Significance -- Epilepsy affects about 2.5 million people in the United States. If not properly controlled by antiepileptic drugs, seizure disorders can lead to lower quality of life and loss of productivity. One class of epilepsy is called idiopathic generalized epilepsy (IGE), because the cause is not known (idiopathic) and the seizures can alter activity throughout the brain (generalized). Although this type of epilepsy can be inherited, there appear to be many genes involved (polygenic). Mutations in the gene, CACNA1H, which encodes the Cav3.2 channel, have been discovered in IGE patients. Approach -- This study will test the hypothesis that these epilepsy variants lead to a gain of function, either by altering Cav3.2 channel activity, or by altering its expression in neurons. Cav3.2 channels are a special class of calcium channel that can open near the resting membrane potential of neurons. This calcium entry can affect neurons in two important ways, one to depolarize the membrane and cause the neuron to fire sodium action potentials, and two, to increase calcium within the neuron, a 2nd messenger involved in the activation of many cellular processes such as dendritic arborization. Which of these roles is affected by epilepsy variants? To provide insights into this question, the present grant will address the following specific aims: [1] to establish the mechanisms by which Cav3.2 channels are trafficked in neurons; and [2] determine whether epilepsy variants of Cav3.2 increase dendritic arborization and whether this can be reversed by novel T-channel antagonists. The approaches used to address these important issues include molecular biology, cell biology, fluorescent microscopy, electrophysiology, and pharmacology. Impact -- These studies are likely to impact the field of neuroscience by uncovering novel roles of T- channels in dendritic arborization and neuronal excitability, and by validating novel antagonists. The studies will likely have a clinical impact: showing that T-channel antagonists reverse the effects of Cav3.2 variants on dendritic development, thereby providing the rationale for their early use to cure epilepsy.

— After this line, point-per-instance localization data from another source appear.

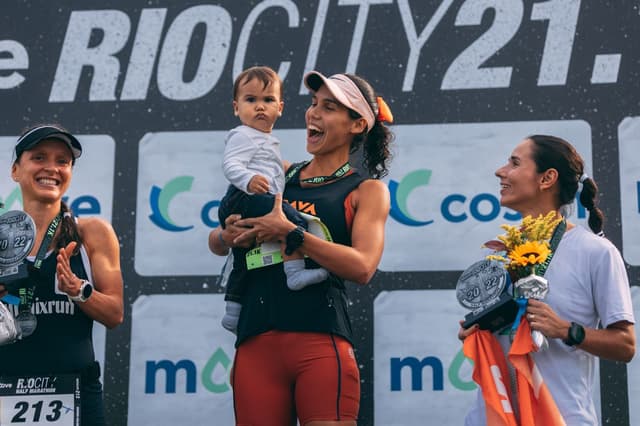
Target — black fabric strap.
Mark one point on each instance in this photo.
(26, 293)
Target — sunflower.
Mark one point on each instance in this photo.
(530, 253)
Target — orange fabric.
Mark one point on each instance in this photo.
(349, 212)
(536, 406)
(491, 374)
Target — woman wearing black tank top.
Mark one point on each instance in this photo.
(294, 358)
(74, 278)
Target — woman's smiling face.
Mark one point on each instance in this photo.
(329, 125)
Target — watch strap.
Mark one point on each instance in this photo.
(576, 335)
(85, 287)
(294, 240)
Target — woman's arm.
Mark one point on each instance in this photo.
(356, 263)
(105, 304)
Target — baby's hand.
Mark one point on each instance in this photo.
(258, 185)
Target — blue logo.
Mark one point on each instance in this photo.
(416, 367)
(160, 198)
(400, 193)
(456, 207)
(188, 370)
(82, 205)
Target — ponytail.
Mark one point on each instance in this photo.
(589, 199)
(68, 229)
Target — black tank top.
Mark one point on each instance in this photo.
(269, 304)
(62, 340)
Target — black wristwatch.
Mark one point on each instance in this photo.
(576, 335)
(86, 289)
(295, 238)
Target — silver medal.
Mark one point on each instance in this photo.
(17, 234)
(481, 284)
(27, 323)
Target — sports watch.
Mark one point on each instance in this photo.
(86, 290)
(295, 238)
(576, 335)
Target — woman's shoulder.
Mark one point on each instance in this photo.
(587, 241)
(94, 229)
(372, 191)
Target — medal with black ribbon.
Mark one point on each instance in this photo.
(535, 286)
(27, 319)
(319, 180)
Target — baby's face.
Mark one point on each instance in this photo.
(257, 106)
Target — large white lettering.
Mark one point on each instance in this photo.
(358, 31)
(77, 53)
(243, 41)
(18, 60)
(314, 43)
(176, 46)
(416, 42)
(143, 54)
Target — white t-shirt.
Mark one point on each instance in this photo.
(588, 284)
(249, 152)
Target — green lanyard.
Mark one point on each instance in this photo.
(555, 240)
(316, 180)
(26, 293)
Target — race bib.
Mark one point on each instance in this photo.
(40, 400)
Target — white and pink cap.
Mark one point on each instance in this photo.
(345, 91)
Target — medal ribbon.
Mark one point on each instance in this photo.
(317, 180)
(26, 293)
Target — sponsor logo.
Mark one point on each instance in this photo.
(416, 365)
(161, 198)
(455, 207)
(400, 192)
(209, 375)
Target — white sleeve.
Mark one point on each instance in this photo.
(611, 292)
(239, 149)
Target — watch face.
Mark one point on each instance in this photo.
(87, 289)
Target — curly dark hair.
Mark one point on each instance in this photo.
(552, 152)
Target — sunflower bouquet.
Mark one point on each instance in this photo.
(525, 249)
(526, 252)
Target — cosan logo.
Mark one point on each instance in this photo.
(454, 208)
(82, 205)
(161, 198)
(188, 370)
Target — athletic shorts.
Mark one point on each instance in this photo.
(279, 376)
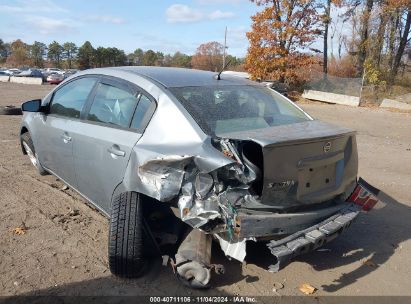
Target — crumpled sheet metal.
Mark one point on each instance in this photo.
(163, 177)
(236, 250)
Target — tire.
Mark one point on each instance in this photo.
(125, 249)
(10, 110)
(28, 147)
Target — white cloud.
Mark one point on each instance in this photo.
(220, 15)
(182, 13)
(46, 25)
(104, 19)
(32, 6)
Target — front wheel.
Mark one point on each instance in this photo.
(28, 147)
(125, 250)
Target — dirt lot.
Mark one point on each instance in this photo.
(64, 253)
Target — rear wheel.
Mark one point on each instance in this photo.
(28, 147)
(10, 110)
(125, 248)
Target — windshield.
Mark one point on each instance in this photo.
(226, 109)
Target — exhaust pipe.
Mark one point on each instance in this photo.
(193, 259)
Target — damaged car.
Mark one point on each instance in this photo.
(177, 158)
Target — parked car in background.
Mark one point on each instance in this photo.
(49, 71)
(30, 73)
(55, 78)
(70, 72)
(13, 72)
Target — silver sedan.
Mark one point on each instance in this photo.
(178, 157)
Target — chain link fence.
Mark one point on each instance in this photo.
(367, 93)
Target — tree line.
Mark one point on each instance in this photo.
(372, 37)
(209, 56)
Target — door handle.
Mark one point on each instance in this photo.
(66, 138)
(115, 150)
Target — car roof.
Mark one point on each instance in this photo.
(178, 77)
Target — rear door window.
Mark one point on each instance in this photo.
(112, 105)
(144, 109)
(69, 100)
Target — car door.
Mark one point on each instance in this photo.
(105, 139)
(56, 140)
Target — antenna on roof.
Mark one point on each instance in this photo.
(222, 70)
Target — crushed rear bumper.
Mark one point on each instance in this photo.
(364, 197)
(311, 238)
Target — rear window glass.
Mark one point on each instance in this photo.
(142, 108)
(70, 99)
(225, 109)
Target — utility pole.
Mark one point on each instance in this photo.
(225, 46)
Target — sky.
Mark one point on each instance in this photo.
(166, 26)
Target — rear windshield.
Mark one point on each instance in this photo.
(226, 109)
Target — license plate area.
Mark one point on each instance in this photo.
(316, 178)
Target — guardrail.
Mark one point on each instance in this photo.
(26, 80)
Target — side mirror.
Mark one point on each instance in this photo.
(31, 106)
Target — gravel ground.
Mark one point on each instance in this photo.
(64, 250)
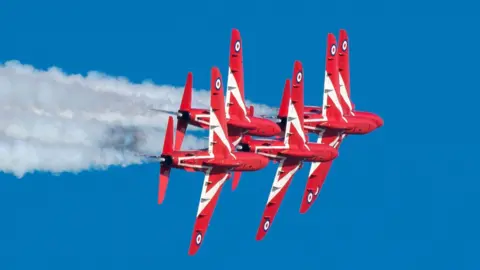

重要性-癫痫影响了美国约250万人。如果控制不当 通过抗癫痫药物，癫痫发作障碍可导致生活质量降低和生产力丧失。一 一类癫痫被称为特发性全身性癫痫（IGE），因为病因不明 癫痫发作可以改变整个大脑的活动（全身性）。虽然这种类型的 癫痫可以遗传，似乎有许多基因参与（多基因）。基因突变， 在IGE患者中发现了编码Cav3.2通道的CACNA 1H。 方法--这项研究将检验这些癫痫变异导致功能获得的假设， 或者通过改变Cav3.2通道活性，或者通过改变其在神经元中的表达。Cav3.2通道是一个 一种特殊类型的钙通道，可以在神经元的静息膜电位附近打开。这 钙离子进入可以通过两种重要的方式影响神经元，一种是使细胞膜脱钙， 一个神经元激发钠离子动作电位，另一个神经元增加神经元内的钙离子，第二信使 参与许多细胞过程的激活，如树突状分支。这些角色中 会受到癫痫变异的影响吗为了深入了解这一问题，目前的赠款将解决 以下具体目标：[1]建立Cav3.2通道在 神经元;和[2]确定Cav3.2的癫痫变体是否增加树突状分支， 这是否可以通过新的T通道拮抗剂逆转。用于解决这些问题的方法 重要的问题包括分子生物学，细胞生物学，荧光显微镜，电生理学， 药理学 影响-这些研究可能会通过揭示T的新作用来影响神经科学领域， 树突状分支和神经元兴奋性的通道，并通过验证新的拮抗剂。的 研究可能会产生临床影响：显示T通道拮抗剂逆转Cav3.2的作用。 树突发育的变异，从而为它们早期用于治疗癫痫提供了理论基础。